Right to object to processing justified on legitimate interest grounds
Where we are relying upon legitimate interest to process data, then you have the right to object to that processing. If you object, we must stop that processing unless we can either demonstrate compelling legitimate grounds for the processing that override your interests, rights and freedoms or where we need to process the data for the establishment, exercise or defence of legal claims. Where we rely upon legitimate interest as a basis for processing, we believe that we can demonstrate such compelling legitimate grounds, but we will consider each case on an individual basis.
You also have the right to lodge a complaint with a supervisory authority, in particular in your country of residence, if you consider that the processing of your personal information infringes applicable law.
For further information regarding your rights, or to exercise any of your rights, please contact People & Culture.
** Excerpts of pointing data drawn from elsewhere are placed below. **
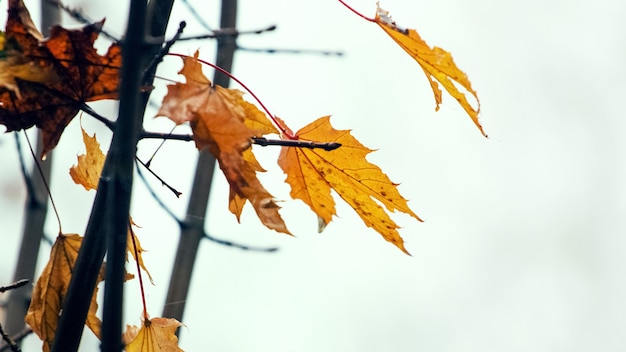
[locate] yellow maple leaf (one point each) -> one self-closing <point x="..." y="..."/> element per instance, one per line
<point x="225" y="123"/>
<point x="51" y="288"/>
<point x="155" y="335"/>
<point x="436" y="63"/>
<point x="312" y="173"/>
<point x="87" y="171"/>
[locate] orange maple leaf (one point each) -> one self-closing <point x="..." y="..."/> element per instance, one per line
<point x="51" y="288"/>
<point x="436" y="63"/>
<point x="312" y="173"/>
<point x="225" y="123"/>
<point x="87" y="171"/>
<point x="155" y="335"/>
<point x="81" y="75"/>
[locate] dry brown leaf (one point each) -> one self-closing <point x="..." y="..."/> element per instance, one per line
<point x="83" y="75"/>
<point x="51" y="288"/>
<point x="225" y="123"/>
<point x="87" y="171"/>
<point x="312" y="173"/>
<point x="155" y="335"/>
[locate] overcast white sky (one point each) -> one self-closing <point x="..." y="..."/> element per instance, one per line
<point x="524" y="240"/>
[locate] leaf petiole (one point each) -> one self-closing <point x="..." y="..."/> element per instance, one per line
<point x="282" y="129"/>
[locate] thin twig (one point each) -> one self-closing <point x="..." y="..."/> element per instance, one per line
<point x="89" y="111"/>
<point x="229" y="32"/>
<point x="13" y="286"/>
<point x="295" y="143"/>
<point x="176" y="192"/>
<point x="156" y="197"/>
<point x="80" y="17"/>
<point x="239" y="246"/>
<point x="159" y="148"/>
<point x="44" y="181"/>
<point x="164" y="50"/>
<point x="30" y="189"/>
<point x="291" y="51"/>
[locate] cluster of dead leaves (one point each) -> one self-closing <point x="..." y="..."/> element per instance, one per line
<point x="45" y="82"/>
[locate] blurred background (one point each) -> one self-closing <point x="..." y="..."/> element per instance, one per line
<point x="522" y="248"/>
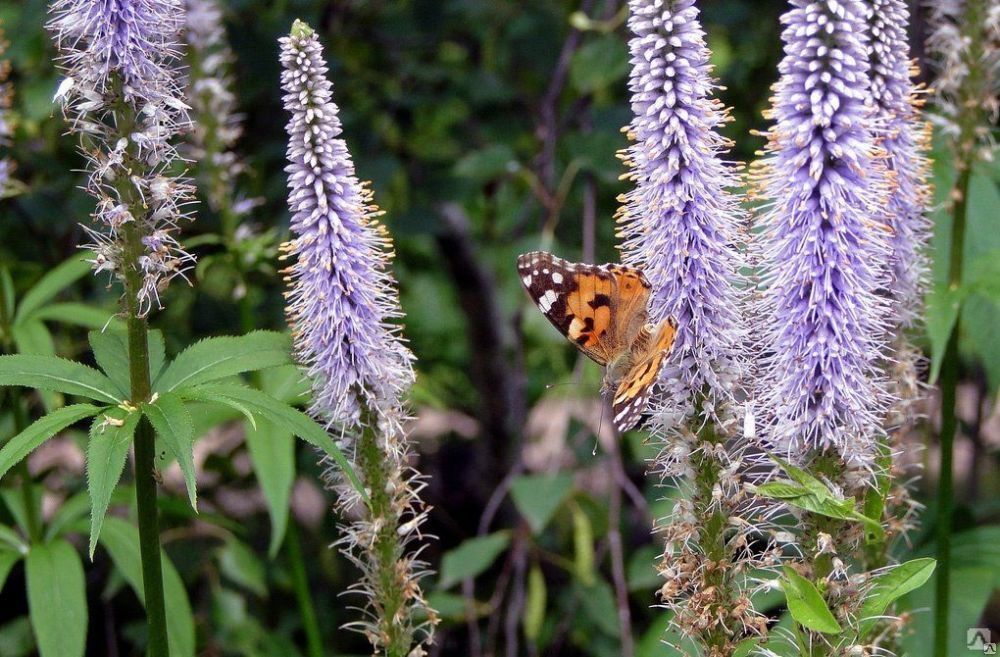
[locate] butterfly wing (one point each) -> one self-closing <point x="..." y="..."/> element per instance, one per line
<point x="634" y="390"/>
<point x="593" y="306"/>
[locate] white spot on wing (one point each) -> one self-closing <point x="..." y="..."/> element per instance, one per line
<point x="546" y="300"/>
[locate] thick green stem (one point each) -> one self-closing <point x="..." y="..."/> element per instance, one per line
<point x="310" y="624"/>
<point x="394" y="631"/>
<point x="145" y="487"/>
<point x="949" y="384"/>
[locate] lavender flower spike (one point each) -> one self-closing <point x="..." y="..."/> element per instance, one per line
<point x="343" y="302"/>
<point x="905" y="139"/>
<point x="680" y="223"/>
<point x="823" y="322"/>
<point x="342" y="307"/>
<point x="121" y="91"/>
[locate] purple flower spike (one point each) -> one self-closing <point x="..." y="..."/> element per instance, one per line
<point x="121" y="90"/>
<point x="343" y="301"/>
<point x="680" y="223"/>
<point x="823" y="250"/>
<point x="905" y="139"/>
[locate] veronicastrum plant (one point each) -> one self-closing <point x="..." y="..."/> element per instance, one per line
<point x="121" y="97"/>
<point x="827" y="260"/>
<point x="684" y="226"/>
<point x="344" y="310"/>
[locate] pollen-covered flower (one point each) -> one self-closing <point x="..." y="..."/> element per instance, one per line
<point x="210" y="91"/>
<point x="823" y="248"/>
<point x="343" y="308"/>
<point x="680" y="223"/>
<point x="343" y="304"/>
<point x="905" y="140"/>
<point x="965" y="46"/>
<point x="121" y="90"/>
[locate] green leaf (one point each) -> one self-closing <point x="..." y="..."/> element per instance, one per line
<point x="174" y="427"/>
<point x="58" y="374"/>
<point x="121" y="540"/>
<point x="472" y="557"/>
<point x="272" y="450"/>
<point x="217" y="358"/>
<point x="583" y="546"/>
<point x="106" y="454"/>
<point x="534" y="604"/>
<point x="300" y="424"/>
<point x="942" y="308"/>
<point x="599" y="63"/>
<point x="892" y="585"/>
<point x="8" y="558"/>
<point x="69" y="512"/>
<point x="57" y="599"/>
<point x="78" y="314"/>
<point x="16" y="639"/>
<point x="241" y="566"/>
<point x="806" y="605"/>
<point x="781" y="490"/>
<point x="538" y="497"/>
<point x="52" y="284"/>
<point x="33" y="337"/>
<point x="41" y="430"/>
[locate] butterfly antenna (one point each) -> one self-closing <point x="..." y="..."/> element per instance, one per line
<point x="600" y="426"/>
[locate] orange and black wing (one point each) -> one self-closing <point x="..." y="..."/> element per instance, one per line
<point x="635" y="388"/>
<point x="591" y="305"/>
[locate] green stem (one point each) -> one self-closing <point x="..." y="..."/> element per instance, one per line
<point x="389" y="596"/>
<point x="310" y="624"/>
<point x="145" y="487"/>
<point x="949" y="384"/>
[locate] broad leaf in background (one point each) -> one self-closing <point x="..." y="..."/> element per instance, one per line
<point x="121" y="540"/>
<point x="175" y="429"/>
<point x="110" y="439"/>
<point x="538" y="497"/>
<point x="57" y="599"/>
<point x="472" y="557"/>
<point x="806" y="605"/>
<point x="212" y="359"/>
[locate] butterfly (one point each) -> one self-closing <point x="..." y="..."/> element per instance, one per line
<point x="602" y="310"/>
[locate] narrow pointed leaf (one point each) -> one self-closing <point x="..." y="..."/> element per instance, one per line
<point x="52" y="284"/>
<point x="111" y="353"/>
<point x="41" y="430"/>
<point x="174" y="427"/>
<point x="8" y="559"/>
<point x="58" y="374"/>
<point x="280" y="413"/>
<point x="272" y="450"/>
<point x="806" y="605"/>
<point x="891" y="586"/>
<point x="121" y="540"/>
<point x="57" y="599"/>
<point x="106" y="454"/>
<point x="218" y="358"/>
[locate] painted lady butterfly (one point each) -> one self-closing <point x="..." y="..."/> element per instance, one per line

Additional Fair Processing Notices
We may undertake certain processing of personal information which are subject to additional Fair Processing Notices and we shall bring these to your attention if they apply.
Notice of changes
Bamboo may change or update this Fair Processing Notice at any time.
Should we change our approach to data protection, you will be informed of these changes or made aware that we have updated the Fair Processing Notice so that you know which information we process and how we use this information. This Fair Processing Notice was last updated and reviewed in June 2021.